The AI Shift in Software Development: What's Next for Our Jobs?

The AI Shift in Software Development: What's Next for Our Jobs?

As a Manager in engineering and Solution architect, I follow market and technology trends to understand changes. The current change is AI. Generative AI is everywhere. This touches my job security and furthers the essence of work. And I want to share my personal view on what is happening.

The integration of generative AI and code generation tools into the software development service industry will likely produce significant changes across various roles. Some of them may become irrelevant, and all of them will need to accept big changes.

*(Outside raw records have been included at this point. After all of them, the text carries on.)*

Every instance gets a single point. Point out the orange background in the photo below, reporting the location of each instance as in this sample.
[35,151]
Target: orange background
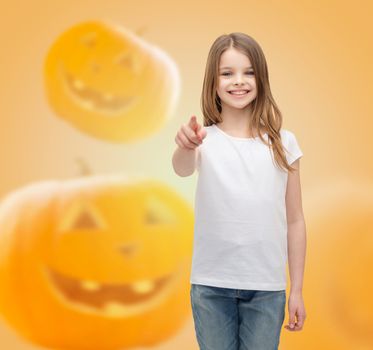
[319,55]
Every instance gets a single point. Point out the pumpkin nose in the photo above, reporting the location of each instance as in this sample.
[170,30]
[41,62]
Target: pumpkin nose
[128,249]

Let’s take a look on short-term and long-term perspectives for such popular roles as Project Managers, Business Analysts, User interface developers aka Front-End and Mobile, Back-End Developers (e.g. Node.js, Java, .NET, Python, etc.), Automation QA Engineers, Manual QA Engineers, Solution Architects.

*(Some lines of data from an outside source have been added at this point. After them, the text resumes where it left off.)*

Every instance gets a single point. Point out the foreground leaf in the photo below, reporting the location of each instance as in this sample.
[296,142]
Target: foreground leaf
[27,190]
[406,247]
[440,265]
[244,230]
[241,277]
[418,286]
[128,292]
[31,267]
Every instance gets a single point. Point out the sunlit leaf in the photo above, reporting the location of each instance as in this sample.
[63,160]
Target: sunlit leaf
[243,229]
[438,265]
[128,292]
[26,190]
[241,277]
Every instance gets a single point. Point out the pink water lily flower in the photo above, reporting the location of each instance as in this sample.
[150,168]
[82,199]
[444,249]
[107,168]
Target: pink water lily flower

I will break my predictions into the following categories:

????Tools & Routine - how the job tools will be changed and the approach to work.

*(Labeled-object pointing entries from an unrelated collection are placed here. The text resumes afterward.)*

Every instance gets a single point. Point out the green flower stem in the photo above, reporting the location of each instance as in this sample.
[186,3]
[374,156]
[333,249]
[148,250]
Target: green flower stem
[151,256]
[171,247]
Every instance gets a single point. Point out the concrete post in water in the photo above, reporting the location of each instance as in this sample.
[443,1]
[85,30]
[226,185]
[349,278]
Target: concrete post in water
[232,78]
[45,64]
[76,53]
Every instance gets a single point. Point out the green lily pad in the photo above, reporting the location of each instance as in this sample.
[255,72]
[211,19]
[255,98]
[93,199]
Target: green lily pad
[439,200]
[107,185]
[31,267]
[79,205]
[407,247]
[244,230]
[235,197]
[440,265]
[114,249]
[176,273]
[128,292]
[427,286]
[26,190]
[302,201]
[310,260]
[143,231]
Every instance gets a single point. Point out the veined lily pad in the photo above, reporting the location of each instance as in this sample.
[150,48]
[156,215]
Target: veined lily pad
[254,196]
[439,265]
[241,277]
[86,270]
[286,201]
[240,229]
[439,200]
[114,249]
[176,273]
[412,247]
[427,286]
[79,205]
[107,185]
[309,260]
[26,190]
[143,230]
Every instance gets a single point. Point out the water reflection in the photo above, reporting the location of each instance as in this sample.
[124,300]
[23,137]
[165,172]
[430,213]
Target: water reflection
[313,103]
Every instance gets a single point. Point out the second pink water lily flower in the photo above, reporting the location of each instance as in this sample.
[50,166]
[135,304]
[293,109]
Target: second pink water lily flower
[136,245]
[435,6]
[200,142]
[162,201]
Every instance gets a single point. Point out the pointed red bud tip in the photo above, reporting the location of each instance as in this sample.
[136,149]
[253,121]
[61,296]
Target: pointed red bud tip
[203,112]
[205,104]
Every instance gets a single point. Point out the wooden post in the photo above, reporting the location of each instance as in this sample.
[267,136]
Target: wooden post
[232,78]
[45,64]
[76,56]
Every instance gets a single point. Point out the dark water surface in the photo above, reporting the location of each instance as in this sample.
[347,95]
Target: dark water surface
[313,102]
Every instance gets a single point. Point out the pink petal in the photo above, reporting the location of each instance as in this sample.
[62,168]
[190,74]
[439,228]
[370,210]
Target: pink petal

????Job Security - the degree to which classical job responsibilities will remain protected and unchanged

???Demand Perspective - what will be the demand for this role in a market.

So let’s see what does my crystal ball says about the near future? ??

What can be expected in 1 year

Project Managers:

  • Tools & Routine: Begin adopting AI tools for project forecasting, risk analysis, and resource allocation.
  • Job Security: Greater reliance on AI to optimize project execution but maintains a pivotal role in communication and leadership.
  • Demand Perspective: Classic project management skills are complemented by AI tools for risk analysis and resource management. However, AI cannot replace human leadership and decision-making, keeping the demand for human-led project management strong.

Business Analysts:

  • Tools & Routine: Increased use of AI to assist with data analysis and requirements gathering. Tools like ChatGPT may help in drafting initial project specifications and conducting stakeholder interviews.
  • Job Security: Job security remains stable as roles evolve to include AI tool management and data interpretation rather than being replaced by AI.
  • Demand Perspective: Classic specialists remain in demand for their nuanced understanding of business needs, although there's increasing competition from those proficient with AI tools for data analysis. AI-only solutions handle routine data processing but lack strategic depth.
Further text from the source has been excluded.